The Seattle Seahawks re-signed veteran fullback Michael Robinson, who revealed Tuesday that he was hospitalized and seriously ill when he was listed with a mysterious virus during the preseason before he was released.
Robinson said he had a reaction to an anti-inflammatory drug he was taking at the time.
"I was taking the prescription drug Indocin," he said. "I was taking it the prescribed two times a day, but I was dehydrated and you can't take those medications when you're dehydrated.
"Then I got sick at the same time, and the doctors said it was a perfect storm. I felt like I was just getting the flu but found out my liver and kidneys almost failed. It was pretty bad. It took about 2½ weeks to get over it. It was bad, man. I didn't realize how bad it was until I was able to look back and reflect on it."
Robinson was hospitalized in Seattle after the Aug. 17 preseason game against Denver and lost more than 30 pounds.
"I got down to 212, but I'm back up to 245 now," he said. "After the Broncos game, I knew something was different.

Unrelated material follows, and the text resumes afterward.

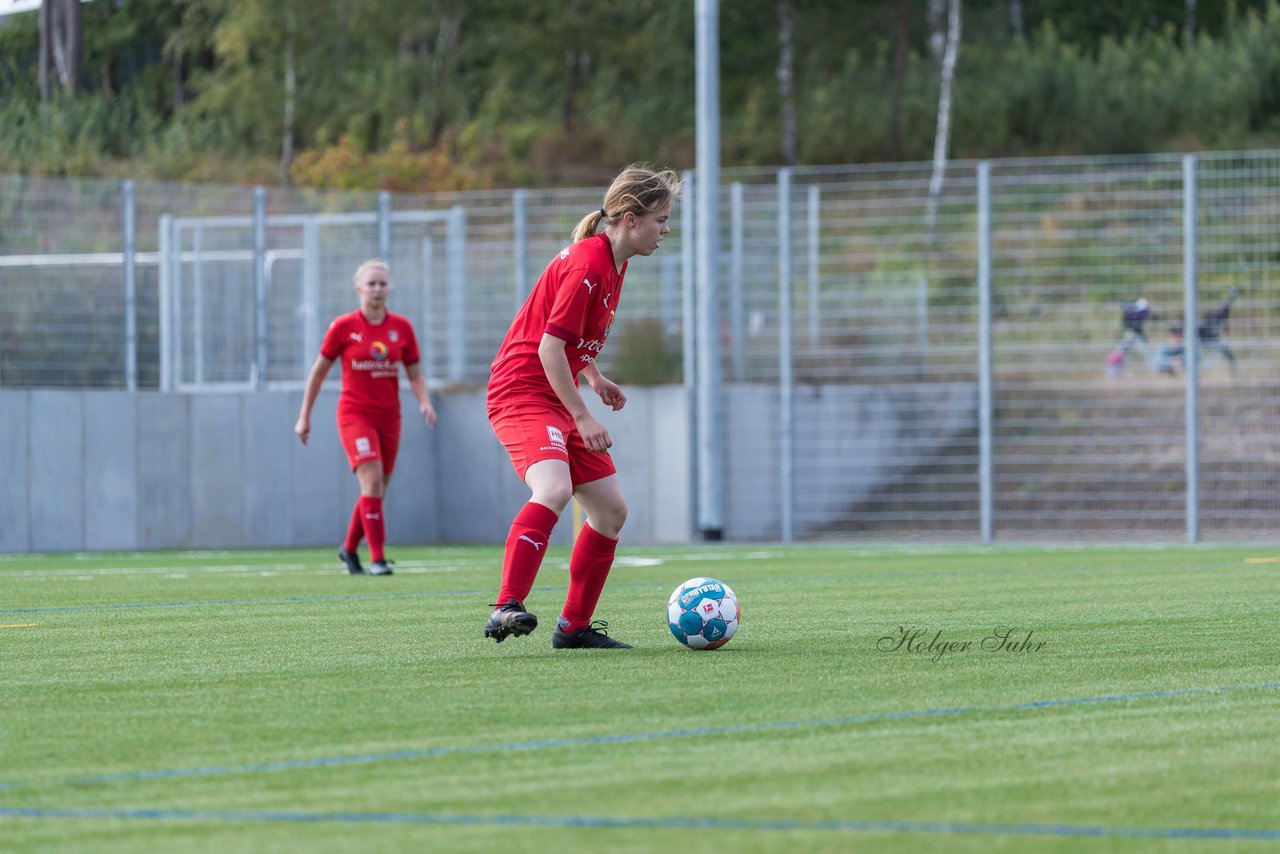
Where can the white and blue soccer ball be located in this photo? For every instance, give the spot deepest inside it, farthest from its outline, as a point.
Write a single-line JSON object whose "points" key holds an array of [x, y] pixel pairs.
{"points": [[703, 613]]}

I went to the hospital two separate times. I shouldn't have left. I was readmitted two days later."
Robinson missed the last two preseason games and was released at the end of the preseason.
"I'm realistic," he said. "I knew I needed to play to keep my job. I knew what my salary was. This is a business."
Robinson passed a physical Monday before being added to the 53-man roster.
He was Seattle's starting fullback the previous three seasons and a special-teams captain.
The Seahawks decided to go with younger players at the position in Derrick Coleman and rookie Spencer Ware, partially because of Robinson's $2.5 million salary. But the team was able to re-sign Robinson for $840,000, the NFL minimum for a player with his experience.
Coleman suffered a hamstring injury in the game at Arizona on Thursday night, and Ware has been out with an ankle sprain. The Seahawks placed Ware on injured reserve Tuesday to make room for Robinson.
Robinson, a former Penn State quarterback, is viewed as an outstanding blocker, helping Marshawn Lynch rush for a career-best 1,590 yards last season. The 30-year-old Robinson also was one of the team leaders the past couple of years and someone many younger players leaned on for advice.
"It feels awesome to be back in the building and get back to work," Robinson said. "I watched all the games and talked to Marshawn every day. I feel great. I'm normal as far as blood results and stuff. All my energy is back, and my weight's back."